To guarantee a fairly quick turnaround on stubs, to minimize work for publishing stubs, and to prevent all third-party stub packages to be updated whenever a new typeshed version is released, stubs for a specific third-party package should be published automatically when it changes.

Possible Implementation

  • Add a generic setup-tp.py to typeshed that takes its package name from the directory it's in and uses the current date and time as version number.
  • Amend the CI process for master only so that after a successful test run, for every third-party package that was changed since the last successful run, the following is done automatically:
    1. Copy setup-tp.py into the third-party module directory as setup.py.
    2. Build the package in that directory.
    3. Upload to pypi.

Activity

emmatyping

emmatyping commented on Sep 27, 2018

@emmatyping
Member

I haven't had time to think over the full proposal yet but I did want to correct a misunderstanding and add some relevant information.

First a minor (but important!) nitpick: PEP 561 is about package names. The things you install off of PyPi are distributions, which have zero or more packages. The example I always give to explain this is that you pip install Django but import django. django is the package, Django is the distribution.

Therefore, it would be possible to install, say setuptools-stubs, along with any number of other stub packages from the typeshed distribution. So we don't really need to squat names.

Speaking of squatting names, there has already been some discussion of this topic in pypi/warehouse#4164. Donald Stufft is planning on namespacing packages in some form, so it is likely flask will end up with flask-stubs as a reserved distribution name anyway.

JukkaL

JukkaL commented on Sep 27, 2018

@JukkaL
Contributor

I like the proposal! Here are a few additional thoughts.

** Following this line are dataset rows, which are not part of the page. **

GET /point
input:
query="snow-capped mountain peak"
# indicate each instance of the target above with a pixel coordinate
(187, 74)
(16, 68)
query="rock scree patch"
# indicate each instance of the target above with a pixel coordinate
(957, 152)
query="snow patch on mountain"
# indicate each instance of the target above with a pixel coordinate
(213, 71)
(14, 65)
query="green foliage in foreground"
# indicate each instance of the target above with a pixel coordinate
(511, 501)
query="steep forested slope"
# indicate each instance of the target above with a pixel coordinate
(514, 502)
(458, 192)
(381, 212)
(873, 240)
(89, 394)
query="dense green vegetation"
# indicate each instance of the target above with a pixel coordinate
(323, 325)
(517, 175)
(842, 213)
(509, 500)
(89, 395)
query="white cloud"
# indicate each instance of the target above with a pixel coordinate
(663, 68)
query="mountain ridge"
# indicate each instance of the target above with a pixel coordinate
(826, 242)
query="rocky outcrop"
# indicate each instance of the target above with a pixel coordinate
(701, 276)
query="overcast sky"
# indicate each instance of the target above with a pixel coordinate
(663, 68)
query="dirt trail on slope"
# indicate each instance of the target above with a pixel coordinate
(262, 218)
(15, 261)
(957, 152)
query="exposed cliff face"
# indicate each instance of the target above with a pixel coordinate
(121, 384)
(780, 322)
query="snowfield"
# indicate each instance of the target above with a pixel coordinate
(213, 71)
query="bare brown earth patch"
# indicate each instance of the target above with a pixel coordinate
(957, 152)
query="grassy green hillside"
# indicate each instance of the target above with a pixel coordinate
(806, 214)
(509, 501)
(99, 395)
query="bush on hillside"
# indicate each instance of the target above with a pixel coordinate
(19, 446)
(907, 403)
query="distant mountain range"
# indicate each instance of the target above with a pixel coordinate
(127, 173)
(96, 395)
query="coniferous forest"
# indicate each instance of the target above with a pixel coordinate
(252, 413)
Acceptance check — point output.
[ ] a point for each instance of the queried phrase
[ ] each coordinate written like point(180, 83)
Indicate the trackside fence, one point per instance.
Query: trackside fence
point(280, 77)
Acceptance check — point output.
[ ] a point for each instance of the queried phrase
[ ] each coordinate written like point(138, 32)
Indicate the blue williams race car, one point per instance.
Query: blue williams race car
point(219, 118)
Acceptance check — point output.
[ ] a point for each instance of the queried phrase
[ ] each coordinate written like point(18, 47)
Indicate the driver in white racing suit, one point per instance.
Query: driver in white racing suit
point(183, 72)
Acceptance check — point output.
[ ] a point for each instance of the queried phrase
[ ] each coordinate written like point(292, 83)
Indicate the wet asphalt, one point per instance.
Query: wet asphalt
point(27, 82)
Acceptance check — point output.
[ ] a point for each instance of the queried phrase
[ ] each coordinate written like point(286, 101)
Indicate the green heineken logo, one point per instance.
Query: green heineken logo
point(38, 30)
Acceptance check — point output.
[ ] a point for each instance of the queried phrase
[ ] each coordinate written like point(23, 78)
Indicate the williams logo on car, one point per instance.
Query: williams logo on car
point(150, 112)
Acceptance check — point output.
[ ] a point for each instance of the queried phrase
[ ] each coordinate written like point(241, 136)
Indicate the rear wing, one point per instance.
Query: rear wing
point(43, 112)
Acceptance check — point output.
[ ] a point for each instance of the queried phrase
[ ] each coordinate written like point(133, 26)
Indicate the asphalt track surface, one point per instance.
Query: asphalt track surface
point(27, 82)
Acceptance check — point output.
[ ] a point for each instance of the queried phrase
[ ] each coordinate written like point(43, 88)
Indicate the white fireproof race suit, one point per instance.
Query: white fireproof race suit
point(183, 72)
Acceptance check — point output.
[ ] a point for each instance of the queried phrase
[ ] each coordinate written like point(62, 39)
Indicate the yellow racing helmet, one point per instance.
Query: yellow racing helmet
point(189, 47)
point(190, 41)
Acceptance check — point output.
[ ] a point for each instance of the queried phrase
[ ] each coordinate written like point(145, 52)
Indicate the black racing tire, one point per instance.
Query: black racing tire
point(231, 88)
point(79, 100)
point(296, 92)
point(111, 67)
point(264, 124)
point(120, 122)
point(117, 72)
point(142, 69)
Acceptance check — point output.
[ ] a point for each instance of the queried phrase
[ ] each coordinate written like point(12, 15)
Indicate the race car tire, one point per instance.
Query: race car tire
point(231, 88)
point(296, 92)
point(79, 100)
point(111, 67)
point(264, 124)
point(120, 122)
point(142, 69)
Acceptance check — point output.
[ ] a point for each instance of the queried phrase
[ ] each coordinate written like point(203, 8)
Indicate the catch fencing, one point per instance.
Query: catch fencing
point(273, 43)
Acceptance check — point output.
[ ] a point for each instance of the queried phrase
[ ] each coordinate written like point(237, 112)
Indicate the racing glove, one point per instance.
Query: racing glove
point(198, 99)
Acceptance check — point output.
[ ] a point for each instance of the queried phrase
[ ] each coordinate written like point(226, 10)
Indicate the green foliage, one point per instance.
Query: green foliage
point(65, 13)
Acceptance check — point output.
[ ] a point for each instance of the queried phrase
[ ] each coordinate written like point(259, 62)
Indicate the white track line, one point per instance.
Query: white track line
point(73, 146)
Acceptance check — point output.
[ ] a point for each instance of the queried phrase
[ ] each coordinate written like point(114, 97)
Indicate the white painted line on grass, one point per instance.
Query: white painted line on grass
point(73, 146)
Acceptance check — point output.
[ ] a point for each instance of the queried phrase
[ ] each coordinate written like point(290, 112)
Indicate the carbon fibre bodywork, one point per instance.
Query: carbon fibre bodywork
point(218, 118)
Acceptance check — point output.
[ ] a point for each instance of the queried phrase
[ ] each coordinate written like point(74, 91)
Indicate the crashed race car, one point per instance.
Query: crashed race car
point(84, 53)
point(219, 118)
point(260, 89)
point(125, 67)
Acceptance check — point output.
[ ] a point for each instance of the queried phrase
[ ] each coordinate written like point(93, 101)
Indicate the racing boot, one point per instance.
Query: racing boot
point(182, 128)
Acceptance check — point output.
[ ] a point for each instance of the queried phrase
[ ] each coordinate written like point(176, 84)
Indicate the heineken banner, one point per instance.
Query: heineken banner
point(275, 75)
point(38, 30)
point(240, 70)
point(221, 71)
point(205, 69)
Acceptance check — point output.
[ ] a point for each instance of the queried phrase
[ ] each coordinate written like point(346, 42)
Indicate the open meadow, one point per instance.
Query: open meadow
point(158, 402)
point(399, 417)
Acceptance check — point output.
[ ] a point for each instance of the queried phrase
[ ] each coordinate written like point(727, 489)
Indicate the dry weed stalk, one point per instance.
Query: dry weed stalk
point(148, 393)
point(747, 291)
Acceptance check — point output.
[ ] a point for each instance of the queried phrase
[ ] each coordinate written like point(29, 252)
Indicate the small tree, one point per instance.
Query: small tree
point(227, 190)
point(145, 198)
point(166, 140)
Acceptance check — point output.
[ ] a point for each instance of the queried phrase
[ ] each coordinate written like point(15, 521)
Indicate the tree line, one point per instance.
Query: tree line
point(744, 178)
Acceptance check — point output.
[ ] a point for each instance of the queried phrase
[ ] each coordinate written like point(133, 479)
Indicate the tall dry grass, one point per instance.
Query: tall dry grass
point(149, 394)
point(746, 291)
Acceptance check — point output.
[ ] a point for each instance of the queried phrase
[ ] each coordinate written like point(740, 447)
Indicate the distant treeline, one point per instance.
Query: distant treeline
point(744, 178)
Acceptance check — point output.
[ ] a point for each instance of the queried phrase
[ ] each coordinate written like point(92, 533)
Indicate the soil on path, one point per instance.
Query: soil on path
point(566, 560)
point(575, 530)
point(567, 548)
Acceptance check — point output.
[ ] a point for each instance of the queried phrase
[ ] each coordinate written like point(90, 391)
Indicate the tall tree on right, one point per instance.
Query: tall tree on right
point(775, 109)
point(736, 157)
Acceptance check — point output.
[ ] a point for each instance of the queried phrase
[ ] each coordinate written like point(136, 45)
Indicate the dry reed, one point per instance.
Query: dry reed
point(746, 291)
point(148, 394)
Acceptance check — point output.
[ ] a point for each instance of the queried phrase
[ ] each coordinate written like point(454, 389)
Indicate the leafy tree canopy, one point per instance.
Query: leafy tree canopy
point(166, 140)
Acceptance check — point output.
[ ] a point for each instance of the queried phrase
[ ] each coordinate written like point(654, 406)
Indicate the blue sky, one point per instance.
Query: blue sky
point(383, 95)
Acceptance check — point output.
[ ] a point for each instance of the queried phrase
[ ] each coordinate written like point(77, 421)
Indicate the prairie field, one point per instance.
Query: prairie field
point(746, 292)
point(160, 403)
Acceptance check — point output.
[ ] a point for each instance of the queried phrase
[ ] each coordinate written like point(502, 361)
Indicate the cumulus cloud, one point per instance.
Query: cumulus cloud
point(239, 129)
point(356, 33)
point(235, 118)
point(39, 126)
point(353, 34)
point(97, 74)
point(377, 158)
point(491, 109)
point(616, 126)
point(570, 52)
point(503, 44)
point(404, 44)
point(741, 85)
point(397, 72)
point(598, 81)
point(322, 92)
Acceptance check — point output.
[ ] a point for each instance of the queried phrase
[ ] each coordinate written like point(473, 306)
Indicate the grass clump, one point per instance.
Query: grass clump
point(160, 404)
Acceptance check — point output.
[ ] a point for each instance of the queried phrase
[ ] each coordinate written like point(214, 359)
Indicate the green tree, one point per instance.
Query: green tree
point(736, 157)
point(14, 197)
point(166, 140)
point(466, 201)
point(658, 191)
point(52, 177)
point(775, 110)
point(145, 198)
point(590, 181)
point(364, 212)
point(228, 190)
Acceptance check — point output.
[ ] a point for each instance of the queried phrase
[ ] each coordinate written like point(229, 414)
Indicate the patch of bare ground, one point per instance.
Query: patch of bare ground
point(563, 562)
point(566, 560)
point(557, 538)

If we split (most) third party stubs to separate stub packages, type checkers could propose a relevant stub package to install if they can't find stubs for some package. This would be easy to do if third party stubs are managed centrally, but hard if they are spread out across numerous repositories.

I think that it would make sense to request permission proactively for the most popular packages on PyPI to be included on typeshed (I mentioned this in #2440). This would make it easier to contribute new stubs, as asking for permission is something many people are uncomfortable doing. I'm happy to try doing this if others think that this is a good idea.

I think that review workload is the biggest potential issue. I'm ready to volunteer to do more code reviews if we can pull some of the proposed changes off, in part because I expect they could well make code reviews easier. I have some ideas about making core review workload manageable below.

First, I think that it would be a big help if we had tests for third party stubs. At the very least, we should have a .py file that exercises the most important functionality in the stub. A test would pass if mypy (or some other tool) could type check the test file without errors. This can be refined later, but I think that this would be sufficient in the beginning.

Second, if we have support for tests, we can require that any new third party stubs have decent test coverage. Also, most fixes to a stub should include a test. Code reviews will be simpler if we can trust that tests catch any egregious errors at least. Also, the presence of tests makes it more likely that the PR author has done a reasonable job, thus hopefully requiring fewer review iterations. We can ask the creator of a new stub to actually verify that the test file can be run against the library (not just checked). It's probably impractical to execute tests in typeshed CI, though.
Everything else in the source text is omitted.